Obama will propose injecting more than $300 billion into the economy next year, mostly through tax cuts, infrastructure spending and direct aid to state and local governments. Taiwan’s currency sank to its weakest level in more than four months as exchange data showed global investors sold $85 million more of the island’s stocks than they bought today.
“Concern about the global economy and Taiwan’s growth being dragged down is still the main theme,” said Henry Lin, a Taipei-based foreign-exchange trader at Taiwan Shin Kong Commercial Bank. “Everyone’s hoping Obama will deliver some good measures to save the U.S. economy.”

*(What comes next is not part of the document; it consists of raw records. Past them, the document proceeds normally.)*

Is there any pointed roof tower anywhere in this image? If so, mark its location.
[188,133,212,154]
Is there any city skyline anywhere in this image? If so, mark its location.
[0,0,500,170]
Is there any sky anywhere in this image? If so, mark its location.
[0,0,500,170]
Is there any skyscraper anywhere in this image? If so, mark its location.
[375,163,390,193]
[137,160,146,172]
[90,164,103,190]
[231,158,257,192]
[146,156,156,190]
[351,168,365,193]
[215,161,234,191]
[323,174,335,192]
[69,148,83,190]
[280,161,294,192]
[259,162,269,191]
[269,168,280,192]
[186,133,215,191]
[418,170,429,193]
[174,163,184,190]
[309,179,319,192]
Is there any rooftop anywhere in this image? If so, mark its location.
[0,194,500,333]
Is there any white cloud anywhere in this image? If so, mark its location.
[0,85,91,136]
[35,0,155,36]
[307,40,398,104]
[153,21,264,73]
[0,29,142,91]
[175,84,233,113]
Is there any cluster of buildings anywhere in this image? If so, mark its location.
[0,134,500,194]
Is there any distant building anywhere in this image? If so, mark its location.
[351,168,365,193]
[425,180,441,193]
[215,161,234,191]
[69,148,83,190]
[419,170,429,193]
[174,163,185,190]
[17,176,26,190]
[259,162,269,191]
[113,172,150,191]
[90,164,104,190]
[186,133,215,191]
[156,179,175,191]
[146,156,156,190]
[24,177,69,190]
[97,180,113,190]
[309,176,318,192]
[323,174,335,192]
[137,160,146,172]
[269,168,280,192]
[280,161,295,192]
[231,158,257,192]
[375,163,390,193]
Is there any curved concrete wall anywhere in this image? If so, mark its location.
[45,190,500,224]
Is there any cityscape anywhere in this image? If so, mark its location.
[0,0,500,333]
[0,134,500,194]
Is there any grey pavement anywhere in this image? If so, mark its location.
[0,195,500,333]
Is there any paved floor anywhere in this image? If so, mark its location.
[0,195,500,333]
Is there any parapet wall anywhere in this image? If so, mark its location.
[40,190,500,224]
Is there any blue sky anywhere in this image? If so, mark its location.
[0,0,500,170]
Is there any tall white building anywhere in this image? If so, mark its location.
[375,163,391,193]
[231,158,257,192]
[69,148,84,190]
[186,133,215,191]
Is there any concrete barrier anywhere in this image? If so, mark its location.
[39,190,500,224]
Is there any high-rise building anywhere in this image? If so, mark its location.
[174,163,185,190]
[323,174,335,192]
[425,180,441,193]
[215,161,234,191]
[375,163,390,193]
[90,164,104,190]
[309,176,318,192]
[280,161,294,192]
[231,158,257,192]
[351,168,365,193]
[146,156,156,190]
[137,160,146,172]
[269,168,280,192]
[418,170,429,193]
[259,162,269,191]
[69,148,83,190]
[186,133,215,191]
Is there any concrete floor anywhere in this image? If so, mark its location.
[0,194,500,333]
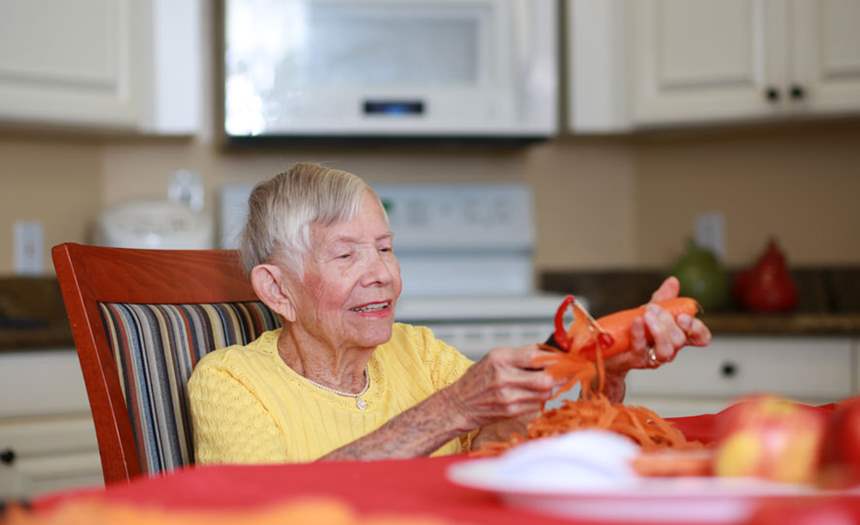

Taiwan’s dollar fell 0.1 percent to NT$29.15 versus its U.S. counterpart as of the 4 p.m. local close, according to Taipei Forex Inc. That’s the weakest level since April 19. Lin forecasts the local dollar will weaken to NT$29.30 by the end of the month.
The yield on the 2 percent bonds due July 2016, the most-traded government securities, gained 0.6 basis point to 0.96 percent, prices from Gretai Securities Market show.
The overnight money-market rate, which measures interbank funding availability, was steady at 0.396 percent, according to a weighted average compiled by the Taiwan Interbank Money Center.
Taiwan’s central bank last boosted its benchmark rate on June 30 by 12.5 basis points to 1.875 percent. The policy board is due to meet again on Sept. 29.